He continued to paint the landscape he was working on, regardless of the slow clouding of the afternoon. Even the pouring rain could not stop him from his determination to complete this landscape painting! If he respected his now aging body, he would have left there and gone home already. But his passion for discipline and painting, which has spread to his character since his childhood, made him ignore this necessity… Now let’s get to know together this disciplined and passionate painter, Paul Cezanne.



The Life of Paul Cezanne and Paintings (19 January 1839 – 22 October 1906)

.. Later, when he thought that he was working enough, he set out to his home. Within a few days, the negative consequences of that rainy day he had lived came to light. The doctor was called immediately. The diagnosis was pneumonia.

The old body could not bear this new burden added to already existing diseases. Paul Cezanne, who said hello to life on January 19, 1839, had to say goodbye to this world on October 22, 1906. Perhaps he felt it was the last painting of that painting he had made and struggled to finish it.

That painting is Le Cabanon de Jourdan.


Paul Cezanne and Landscape Paintings

Le Cabanon de Jourdan, 1906 by Paul Cezanne | Paul Cezanne and Landscape Paintings


Paul Cezanne, whose last moments we describe here in a few sentences, is undoubtedly a very important name in the history of art.


Recommended For You – Exploring the Masterpieces: 10 Must-Know Artworks by Cézanne



Art is a harmony parallel to nature

It is possible to say that his artworks speak, but these paintings tell a single sentence. “I am Paul Cezanne’s work.”
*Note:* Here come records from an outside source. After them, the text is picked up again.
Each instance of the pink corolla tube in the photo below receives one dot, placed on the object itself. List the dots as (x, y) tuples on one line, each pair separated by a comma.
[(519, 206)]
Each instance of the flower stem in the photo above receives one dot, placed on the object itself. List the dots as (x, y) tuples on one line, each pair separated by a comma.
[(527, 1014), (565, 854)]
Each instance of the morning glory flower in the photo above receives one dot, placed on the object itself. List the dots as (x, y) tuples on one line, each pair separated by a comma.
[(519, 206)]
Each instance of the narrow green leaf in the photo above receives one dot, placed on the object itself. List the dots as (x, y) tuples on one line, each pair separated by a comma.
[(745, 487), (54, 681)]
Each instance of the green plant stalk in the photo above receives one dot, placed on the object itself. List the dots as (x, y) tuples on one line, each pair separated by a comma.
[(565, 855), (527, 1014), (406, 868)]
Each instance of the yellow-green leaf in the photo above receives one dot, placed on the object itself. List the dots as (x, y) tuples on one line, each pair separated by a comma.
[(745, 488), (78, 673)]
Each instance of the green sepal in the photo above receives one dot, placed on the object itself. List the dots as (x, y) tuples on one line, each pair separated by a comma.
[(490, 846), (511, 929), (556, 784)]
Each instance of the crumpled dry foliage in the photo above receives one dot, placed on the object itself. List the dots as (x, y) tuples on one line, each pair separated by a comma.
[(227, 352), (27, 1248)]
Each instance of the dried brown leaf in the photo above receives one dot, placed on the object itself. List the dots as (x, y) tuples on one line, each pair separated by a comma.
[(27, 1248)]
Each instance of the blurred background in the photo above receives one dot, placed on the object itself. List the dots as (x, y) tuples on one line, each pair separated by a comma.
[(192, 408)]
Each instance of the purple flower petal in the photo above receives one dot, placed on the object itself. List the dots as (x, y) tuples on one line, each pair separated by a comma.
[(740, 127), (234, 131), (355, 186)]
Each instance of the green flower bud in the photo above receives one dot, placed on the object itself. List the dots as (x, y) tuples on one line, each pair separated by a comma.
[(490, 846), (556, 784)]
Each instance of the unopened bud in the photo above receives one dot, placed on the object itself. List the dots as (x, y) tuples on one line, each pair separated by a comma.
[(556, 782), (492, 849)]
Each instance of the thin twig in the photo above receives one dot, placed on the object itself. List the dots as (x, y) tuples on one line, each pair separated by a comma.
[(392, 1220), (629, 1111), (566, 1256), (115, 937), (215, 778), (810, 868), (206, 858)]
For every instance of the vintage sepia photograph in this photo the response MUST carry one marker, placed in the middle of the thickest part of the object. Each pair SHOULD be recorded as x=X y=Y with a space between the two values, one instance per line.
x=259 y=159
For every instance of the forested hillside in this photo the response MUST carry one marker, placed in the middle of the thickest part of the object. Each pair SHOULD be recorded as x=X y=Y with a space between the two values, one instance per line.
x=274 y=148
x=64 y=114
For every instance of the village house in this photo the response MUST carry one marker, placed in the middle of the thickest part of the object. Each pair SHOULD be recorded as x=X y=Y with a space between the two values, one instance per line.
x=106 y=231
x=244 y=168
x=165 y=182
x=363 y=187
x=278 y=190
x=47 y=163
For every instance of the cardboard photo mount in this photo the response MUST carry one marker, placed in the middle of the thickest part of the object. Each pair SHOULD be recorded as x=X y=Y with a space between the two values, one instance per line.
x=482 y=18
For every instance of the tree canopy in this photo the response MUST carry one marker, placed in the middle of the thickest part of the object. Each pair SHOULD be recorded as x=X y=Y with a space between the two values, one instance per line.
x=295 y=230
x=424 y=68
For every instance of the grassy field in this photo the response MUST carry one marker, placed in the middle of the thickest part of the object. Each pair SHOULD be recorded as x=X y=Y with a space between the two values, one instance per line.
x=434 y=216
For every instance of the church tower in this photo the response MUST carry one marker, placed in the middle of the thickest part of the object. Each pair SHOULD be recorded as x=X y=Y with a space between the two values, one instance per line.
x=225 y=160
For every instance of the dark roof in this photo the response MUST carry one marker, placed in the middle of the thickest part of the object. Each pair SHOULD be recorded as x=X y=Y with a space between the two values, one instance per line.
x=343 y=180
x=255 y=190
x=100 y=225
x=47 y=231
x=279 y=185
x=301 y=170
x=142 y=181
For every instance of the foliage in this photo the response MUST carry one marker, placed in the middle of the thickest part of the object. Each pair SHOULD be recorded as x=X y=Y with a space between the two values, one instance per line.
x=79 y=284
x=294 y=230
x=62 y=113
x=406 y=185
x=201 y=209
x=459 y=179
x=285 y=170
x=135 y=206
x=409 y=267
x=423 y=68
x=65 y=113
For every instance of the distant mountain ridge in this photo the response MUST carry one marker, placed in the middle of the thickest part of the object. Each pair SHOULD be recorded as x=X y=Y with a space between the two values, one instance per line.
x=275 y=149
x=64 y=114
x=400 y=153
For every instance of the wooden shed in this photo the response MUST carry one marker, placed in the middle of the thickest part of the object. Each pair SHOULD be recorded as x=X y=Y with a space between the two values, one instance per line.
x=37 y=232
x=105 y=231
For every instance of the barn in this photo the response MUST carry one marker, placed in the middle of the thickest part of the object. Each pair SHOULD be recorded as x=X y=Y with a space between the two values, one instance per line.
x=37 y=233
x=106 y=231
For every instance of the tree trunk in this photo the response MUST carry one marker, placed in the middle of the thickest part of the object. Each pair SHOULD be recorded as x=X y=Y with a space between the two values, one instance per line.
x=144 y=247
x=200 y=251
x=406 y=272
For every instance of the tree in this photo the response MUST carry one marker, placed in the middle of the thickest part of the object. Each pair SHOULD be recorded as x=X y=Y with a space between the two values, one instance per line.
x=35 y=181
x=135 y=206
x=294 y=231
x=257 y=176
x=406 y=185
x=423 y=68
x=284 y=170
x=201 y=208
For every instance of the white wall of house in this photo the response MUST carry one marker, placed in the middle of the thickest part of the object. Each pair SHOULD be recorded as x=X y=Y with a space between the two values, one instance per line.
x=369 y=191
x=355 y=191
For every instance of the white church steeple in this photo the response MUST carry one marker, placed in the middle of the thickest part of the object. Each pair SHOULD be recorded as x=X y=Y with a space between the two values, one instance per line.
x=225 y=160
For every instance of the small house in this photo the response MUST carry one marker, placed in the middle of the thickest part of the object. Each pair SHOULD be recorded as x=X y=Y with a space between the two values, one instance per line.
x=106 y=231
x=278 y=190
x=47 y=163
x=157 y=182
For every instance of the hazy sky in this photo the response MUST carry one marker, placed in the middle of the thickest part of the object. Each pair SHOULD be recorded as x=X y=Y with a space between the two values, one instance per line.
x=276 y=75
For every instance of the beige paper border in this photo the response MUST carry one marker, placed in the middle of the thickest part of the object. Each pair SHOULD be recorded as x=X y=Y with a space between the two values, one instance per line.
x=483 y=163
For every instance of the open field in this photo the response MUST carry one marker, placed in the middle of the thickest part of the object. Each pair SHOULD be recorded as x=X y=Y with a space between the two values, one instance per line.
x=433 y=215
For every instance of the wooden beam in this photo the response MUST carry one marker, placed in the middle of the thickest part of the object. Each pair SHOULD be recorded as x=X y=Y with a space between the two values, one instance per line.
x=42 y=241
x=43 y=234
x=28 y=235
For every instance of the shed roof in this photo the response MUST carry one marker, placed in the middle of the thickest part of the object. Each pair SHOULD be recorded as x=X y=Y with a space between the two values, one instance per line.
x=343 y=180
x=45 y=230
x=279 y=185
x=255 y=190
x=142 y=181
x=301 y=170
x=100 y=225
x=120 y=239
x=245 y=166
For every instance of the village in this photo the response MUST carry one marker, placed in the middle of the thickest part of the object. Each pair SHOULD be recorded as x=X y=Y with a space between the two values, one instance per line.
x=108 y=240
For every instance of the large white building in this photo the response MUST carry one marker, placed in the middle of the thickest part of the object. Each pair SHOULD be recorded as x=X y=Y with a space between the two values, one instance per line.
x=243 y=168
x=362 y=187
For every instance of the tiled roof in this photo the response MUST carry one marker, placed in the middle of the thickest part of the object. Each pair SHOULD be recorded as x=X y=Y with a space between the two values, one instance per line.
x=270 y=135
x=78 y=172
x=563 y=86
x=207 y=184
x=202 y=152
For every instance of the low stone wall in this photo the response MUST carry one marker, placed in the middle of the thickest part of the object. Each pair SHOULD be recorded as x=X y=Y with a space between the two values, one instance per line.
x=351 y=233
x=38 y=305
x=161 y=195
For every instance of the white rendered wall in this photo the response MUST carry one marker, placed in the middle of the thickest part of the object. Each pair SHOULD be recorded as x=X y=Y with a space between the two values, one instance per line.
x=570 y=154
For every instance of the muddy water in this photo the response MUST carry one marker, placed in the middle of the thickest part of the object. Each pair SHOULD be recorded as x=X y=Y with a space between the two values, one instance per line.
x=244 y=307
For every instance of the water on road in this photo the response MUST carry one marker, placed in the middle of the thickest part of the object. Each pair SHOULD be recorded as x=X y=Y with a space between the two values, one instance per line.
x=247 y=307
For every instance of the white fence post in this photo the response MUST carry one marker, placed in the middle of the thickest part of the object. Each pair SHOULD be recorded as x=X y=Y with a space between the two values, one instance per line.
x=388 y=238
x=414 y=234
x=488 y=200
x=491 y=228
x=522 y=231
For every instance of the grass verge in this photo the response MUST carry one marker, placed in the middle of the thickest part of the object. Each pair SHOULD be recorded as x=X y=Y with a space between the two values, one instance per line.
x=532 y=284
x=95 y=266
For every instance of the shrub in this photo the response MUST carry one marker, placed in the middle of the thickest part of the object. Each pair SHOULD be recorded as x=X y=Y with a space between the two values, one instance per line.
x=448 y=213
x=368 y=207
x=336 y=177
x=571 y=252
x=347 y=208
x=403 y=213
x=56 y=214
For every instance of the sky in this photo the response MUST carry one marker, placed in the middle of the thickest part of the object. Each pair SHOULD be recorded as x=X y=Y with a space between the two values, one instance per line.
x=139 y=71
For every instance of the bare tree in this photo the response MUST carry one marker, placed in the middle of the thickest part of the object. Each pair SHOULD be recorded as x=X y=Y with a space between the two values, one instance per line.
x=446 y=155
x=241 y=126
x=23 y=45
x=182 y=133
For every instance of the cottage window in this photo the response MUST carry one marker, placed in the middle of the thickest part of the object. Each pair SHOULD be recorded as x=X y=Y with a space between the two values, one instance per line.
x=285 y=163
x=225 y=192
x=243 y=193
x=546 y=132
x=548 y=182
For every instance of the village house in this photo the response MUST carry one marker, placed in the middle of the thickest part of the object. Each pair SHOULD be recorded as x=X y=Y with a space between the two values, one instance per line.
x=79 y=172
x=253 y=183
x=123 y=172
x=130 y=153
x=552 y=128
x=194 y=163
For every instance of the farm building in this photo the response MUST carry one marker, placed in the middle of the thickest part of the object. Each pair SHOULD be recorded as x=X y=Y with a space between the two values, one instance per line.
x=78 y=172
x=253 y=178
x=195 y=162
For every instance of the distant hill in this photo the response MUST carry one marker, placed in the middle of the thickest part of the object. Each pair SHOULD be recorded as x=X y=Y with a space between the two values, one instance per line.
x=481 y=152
This is due to their enormously distinctive nature. This structure has become a kind of light for all the artists who will come after him. Although he is an impressionist painter; It is very different from Claude Monet and Renoir, and even ahead of them for some.

He was more aware of the limits and inner contradictions of Impressionism than anyone else had.

“The eye is not enough, it is also necessary to think.” The sentence reflects his understanding of painting very well. He preferred to spend hours in nature to paint a painting, unlike the impressionism technique of his contemporaries.

“Art is a harmony parallel to nature,” Cézanne once wrote. Art is neither an imitation of nature nor a complete divergence from it; it is a similar but separate thing.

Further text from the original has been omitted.